With 90+ performance management vendors out there having a list of the top 10 is invaluable. Craig Schiff's criteria identifies good companies with good offerings. For you making a choice for that "one right" product will be challenging to say the least.

There are two ways to find that one great product that your organization will thank you for finding (or not).

1) Ask someone who says they are an expert in the field. They should guide you through a process of elimination. They should interpret what your organization needs and keep you on the right path.

2) Dive in yourself. A high learning curve but you'll know the product offerings intimately. Be warned. Not all marketing material reflects the "truth" about the products or companies.

Either way the process is the same. Determine the criteria that are important to you. Price. Functionality. Vendor support. Do your research. Which will lead to more research. See a few vendor demonstrations and watch the salesperson courting ritual.

Making a choice is easy when you have hindsight. If you don't have it, use someone else's.

Friday, August 11

Ownership over governance

Knightsbridge released their Top 10 trends in BI. The Whitepaper is brief but they point out that the business is best suited to own and manage the organization's data. Afterall the business supplies the information and consumes the information; taking ownership over how the information is governed for BI only makes sense.

Knightsbridge's "6 key dimensions" for a governance program sound a bit technology and data quality focused. I may supplement them with The Gatekeeper approach and the business committment to taking ownership, especially of meta-data and proliferation of reports.

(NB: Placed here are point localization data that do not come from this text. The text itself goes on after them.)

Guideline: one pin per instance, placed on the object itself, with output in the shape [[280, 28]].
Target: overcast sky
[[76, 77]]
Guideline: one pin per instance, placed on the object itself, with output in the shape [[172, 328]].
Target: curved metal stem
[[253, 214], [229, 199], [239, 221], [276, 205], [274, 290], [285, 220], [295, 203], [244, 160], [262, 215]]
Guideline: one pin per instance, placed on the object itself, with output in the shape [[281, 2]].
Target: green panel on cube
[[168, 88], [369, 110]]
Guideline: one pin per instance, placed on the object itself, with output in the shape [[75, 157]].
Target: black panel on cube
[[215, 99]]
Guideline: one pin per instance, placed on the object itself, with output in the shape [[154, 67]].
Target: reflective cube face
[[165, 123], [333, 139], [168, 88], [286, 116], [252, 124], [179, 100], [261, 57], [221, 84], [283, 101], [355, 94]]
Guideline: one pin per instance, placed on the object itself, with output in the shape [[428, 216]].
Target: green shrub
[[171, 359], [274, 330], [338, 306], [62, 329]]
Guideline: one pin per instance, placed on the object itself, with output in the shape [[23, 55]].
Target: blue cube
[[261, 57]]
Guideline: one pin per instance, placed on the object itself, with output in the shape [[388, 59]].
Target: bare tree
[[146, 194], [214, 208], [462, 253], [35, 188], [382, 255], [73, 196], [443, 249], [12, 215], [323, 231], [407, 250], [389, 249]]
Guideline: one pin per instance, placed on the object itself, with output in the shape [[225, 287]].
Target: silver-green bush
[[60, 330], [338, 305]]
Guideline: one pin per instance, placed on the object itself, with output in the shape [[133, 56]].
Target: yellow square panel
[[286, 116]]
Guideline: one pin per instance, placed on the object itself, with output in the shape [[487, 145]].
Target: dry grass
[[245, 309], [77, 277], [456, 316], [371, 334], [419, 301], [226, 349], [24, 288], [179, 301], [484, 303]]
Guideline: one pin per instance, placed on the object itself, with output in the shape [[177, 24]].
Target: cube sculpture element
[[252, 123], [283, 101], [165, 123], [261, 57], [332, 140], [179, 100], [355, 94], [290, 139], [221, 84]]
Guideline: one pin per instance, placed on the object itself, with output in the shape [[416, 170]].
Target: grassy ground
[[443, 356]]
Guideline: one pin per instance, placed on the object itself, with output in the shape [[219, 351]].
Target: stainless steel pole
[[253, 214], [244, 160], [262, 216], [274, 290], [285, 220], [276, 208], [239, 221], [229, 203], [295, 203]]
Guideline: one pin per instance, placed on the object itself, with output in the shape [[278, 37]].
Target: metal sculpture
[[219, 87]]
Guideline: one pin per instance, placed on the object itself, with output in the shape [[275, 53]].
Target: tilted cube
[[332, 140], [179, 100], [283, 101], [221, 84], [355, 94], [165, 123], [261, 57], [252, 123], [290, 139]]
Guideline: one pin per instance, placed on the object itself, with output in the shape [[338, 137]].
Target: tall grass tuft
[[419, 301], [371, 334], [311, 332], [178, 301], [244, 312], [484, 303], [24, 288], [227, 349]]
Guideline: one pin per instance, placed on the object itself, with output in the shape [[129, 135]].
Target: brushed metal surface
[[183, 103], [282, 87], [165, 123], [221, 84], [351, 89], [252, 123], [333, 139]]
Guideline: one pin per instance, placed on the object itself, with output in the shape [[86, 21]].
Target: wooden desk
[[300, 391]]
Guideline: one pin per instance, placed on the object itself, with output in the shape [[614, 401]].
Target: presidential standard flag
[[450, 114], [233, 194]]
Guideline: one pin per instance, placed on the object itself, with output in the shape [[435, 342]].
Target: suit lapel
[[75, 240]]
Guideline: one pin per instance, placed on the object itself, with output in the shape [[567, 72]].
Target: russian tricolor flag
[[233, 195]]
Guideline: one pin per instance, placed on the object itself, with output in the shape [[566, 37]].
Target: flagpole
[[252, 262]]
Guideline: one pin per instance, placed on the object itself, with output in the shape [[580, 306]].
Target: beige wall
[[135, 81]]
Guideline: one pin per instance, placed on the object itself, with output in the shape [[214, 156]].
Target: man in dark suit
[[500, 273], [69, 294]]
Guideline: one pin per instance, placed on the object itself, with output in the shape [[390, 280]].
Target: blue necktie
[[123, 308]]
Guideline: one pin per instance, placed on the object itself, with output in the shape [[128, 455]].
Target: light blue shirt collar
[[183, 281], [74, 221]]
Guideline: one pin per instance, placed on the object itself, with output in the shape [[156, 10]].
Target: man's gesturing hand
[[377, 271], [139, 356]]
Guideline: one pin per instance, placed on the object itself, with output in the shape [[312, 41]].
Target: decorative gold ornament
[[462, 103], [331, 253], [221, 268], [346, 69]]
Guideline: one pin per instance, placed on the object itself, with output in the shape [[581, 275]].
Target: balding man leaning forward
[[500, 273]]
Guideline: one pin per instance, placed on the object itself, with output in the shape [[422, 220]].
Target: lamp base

The ability to bring together multiple business units under Enterprise-level BI will require strong leadership. The business needs to assign leaders who have the authority and influence to navigate the political landscape.

When building a governance model, as Aloys points out, you want to start off with a 70%-right governance model, require committment from stakeholders, and paint a good looking end-state to help stakeholders through change.

Jim Wirth writes a more in-depth post about the top 5 Knightbridge trends.

Wednesday, August 9

Aussi rules for BI


Thanks to Alex Cook for this Austrailian Building Commission website that makes analysis of their performance measures available to the public. You can understand their business just from the intuitive nature of the website.

6 reasons why this is a great site for promoting successful BI:
  1. Users are the public so the drill down analysis needs to be dead simple.
  2. Defintions for each measure are explained clearly and concisely (and short).
  3. Seamless integration between the web user interface and BI tools.
  4. The analysis and reports are displayed using Web presentation best practices (BI vendors could learn here for their own Portal product offerings).
  5. Performance is relative; they compare to 16 headline measures.
  6. You don't know what BI tool is being used or even that you are using a BI tool.


Thursday, August 3

All-you-can-eat BI

All you need is a web browser. No infrastructure. No BI resources or specialists. Then you pay monthly for your transformed BI. How do you have BI without any resources or infrastructure? Doing this would definitely lower the barriers of entry for more SME's to get into BI.

Sharp Analytics offers to do just that - outsource your BI saving you from having BI infrastructure and BI specialists. They started as a niche BI company for marketing data. Now they are providing affordable, web-based, external BI for marketing, financial, utilities and retail.

Their "data as a service" approach lowers the financial burden and removes the need for technical skillsets when operating a BI system. Prepare for this model of BI to take hold and be used by more organizations. The reduced capital spending on initial infrastructure and toolset licenses may be a key driver for many.

Tuesday, August 1

Put the V in your project

When there are a several choices of project managing lifecycles to choose from, which one suites you best.

Waterfall approach. Iterative cycles or spiral model. CMMI. Or the German V-Model.

The V-Model is an interesting concept from Germany. The left tail represents specifications; the right tail as the testing stream related to the specifications defined on the left. The V bottom represents the development stream.

Many projects fall short in the testing cycles. Either not enough or not enough of the right kind. The V-Model shows that testing needs to occur at all levels from the developers code to the business requirements.